APIs allow developers to delegate a service they need to consume. In the same way, the lamp’s owner delegates the electricity needed by her lamp to the electricity supplier.
Let’s dig further. APIs and electrical sockets both specify how the user can consume the service. Remember our lamp? It needs to respect some conditions to using the service:
- the number and shape of the pins
- voltage and frequency
- type of current
- etc…
APIs will do the same and specify conditions to use them:
- number of API calls for a defined laps of time
- what you can expect to do: read and/or write
- etc…
Thanks to the standardization of sockets, you can plug several lamps in your home without thinking twice about it. What matters is that every socket is functionally similar: it brings electricity right into your home.

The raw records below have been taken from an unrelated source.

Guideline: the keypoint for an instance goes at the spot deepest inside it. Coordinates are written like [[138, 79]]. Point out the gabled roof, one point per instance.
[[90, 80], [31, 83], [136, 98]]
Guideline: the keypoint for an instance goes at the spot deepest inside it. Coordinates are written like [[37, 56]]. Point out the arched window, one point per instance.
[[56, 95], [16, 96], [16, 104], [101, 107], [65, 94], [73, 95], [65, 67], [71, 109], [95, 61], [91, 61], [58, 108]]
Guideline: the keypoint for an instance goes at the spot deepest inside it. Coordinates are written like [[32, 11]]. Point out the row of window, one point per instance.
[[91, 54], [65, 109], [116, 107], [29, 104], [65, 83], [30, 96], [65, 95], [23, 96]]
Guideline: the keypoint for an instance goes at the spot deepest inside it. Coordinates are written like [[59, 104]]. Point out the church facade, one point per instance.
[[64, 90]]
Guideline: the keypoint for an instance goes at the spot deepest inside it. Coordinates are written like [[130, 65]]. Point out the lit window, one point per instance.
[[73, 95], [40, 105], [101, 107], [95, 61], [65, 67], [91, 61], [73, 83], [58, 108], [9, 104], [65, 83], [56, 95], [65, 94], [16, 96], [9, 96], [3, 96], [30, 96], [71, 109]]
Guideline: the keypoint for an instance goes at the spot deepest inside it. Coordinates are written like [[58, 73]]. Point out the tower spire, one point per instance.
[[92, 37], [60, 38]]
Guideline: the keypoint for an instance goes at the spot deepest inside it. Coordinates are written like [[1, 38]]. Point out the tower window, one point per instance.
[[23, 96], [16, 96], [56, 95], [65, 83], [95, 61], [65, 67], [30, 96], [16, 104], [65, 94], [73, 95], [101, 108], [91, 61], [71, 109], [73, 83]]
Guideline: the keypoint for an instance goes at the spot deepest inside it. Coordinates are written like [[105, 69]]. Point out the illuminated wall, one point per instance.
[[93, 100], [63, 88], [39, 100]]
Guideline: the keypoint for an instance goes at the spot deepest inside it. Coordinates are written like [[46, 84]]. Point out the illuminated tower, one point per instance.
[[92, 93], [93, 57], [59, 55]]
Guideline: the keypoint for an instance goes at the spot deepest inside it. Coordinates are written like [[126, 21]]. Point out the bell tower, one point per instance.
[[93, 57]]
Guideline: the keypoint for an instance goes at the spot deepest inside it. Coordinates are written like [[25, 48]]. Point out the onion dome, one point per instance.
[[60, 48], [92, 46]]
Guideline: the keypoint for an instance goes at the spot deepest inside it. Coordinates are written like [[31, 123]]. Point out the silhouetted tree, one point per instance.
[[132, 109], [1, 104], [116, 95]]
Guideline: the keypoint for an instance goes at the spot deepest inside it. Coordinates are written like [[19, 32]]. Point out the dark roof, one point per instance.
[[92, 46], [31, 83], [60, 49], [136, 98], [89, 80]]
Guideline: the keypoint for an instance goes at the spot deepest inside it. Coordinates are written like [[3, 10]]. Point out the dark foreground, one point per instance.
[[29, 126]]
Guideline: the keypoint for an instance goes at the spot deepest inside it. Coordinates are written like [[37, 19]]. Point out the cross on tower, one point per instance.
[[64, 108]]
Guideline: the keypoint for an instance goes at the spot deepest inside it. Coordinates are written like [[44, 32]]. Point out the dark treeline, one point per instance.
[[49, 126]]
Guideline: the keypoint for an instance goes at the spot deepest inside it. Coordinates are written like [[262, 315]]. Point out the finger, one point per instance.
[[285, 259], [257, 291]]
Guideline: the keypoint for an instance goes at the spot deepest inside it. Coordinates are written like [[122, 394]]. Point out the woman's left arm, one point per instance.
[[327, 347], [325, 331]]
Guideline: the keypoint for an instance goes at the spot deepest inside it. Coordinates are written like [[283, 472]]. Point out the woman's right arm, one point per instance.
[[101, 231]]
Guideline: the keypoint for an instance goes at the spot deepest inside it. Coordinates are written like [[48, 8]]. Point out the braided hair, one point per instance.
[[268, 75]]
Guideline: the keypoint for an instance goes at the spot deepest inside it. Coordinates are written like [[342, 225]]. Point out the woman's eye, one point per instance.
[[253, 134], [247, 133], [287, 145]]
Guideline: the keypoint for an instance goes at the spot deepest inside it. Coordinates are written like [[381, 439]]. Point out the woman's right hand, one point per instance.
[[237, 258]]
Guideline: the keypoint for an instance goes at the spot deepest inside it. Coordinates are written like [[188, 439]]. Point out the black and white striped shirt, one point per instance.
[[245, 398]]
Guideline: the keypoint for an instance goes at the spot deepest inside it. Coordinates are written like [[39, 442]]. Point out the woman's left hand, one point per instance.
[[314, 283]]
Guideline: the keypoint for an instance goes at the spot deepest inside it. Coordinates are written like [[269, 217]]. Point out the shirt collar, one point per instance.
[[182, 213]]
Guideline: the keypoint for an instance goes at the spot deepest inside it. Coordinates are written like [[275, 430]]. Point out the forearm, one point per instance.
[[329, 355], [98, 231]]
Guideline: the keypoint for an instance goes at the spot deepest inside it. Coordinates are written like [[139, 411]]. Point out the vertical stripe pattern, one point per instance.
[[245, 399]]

APIs and sockets are abstractions for the service they expose.
Wait, what? Abstractions? 🤔
They hide the nitty-gritty of the service the customer uses.
Without sockets, you’d need to twist your lamp’s wires around those sticking out of your wall. Lamps don’t give a dime about the details of the electrical grid. They work whether the electricity comes from solar panels or wind turbines; whether the cables within the wall are black, red or pink; whether other lamps are plugged into the network or not. As long as the electricity supplier provides the lamp with its functional needs (AC and 110 volts if you live in the US), the supplier can modify its network at will. Without this abstraction, you’d need to wrap your lamp’s wires around the wires in the wall.
The abstraction works the other way round. The electric grid doesn’t care about the design of your lamp. Whether your lamp is designed by Ikea or Wilhelm Wagenfeld, the grid only cares about the plug fitting the socket. Electricity flows from the station to your socket even if no lamps are plugged in it.
APIs work the same way.
Without APIs, Authentic Weather would need to weather.com’s data on a regular basis (or any other meteorological data provider). Thanks to APIs, Authentic Weather doesn’t care about the nitty-gritty of the meteorological data it receives every second. As long as the data stream (accessible through the API) is functionally stable, Authentic Weather is happy (and its users are happy).
The abstraction works the other way round. weather.com’s API doesn’t care about your app’s color scheme. As long as your app consume the API within the pre-defined conditions, it’s 👌.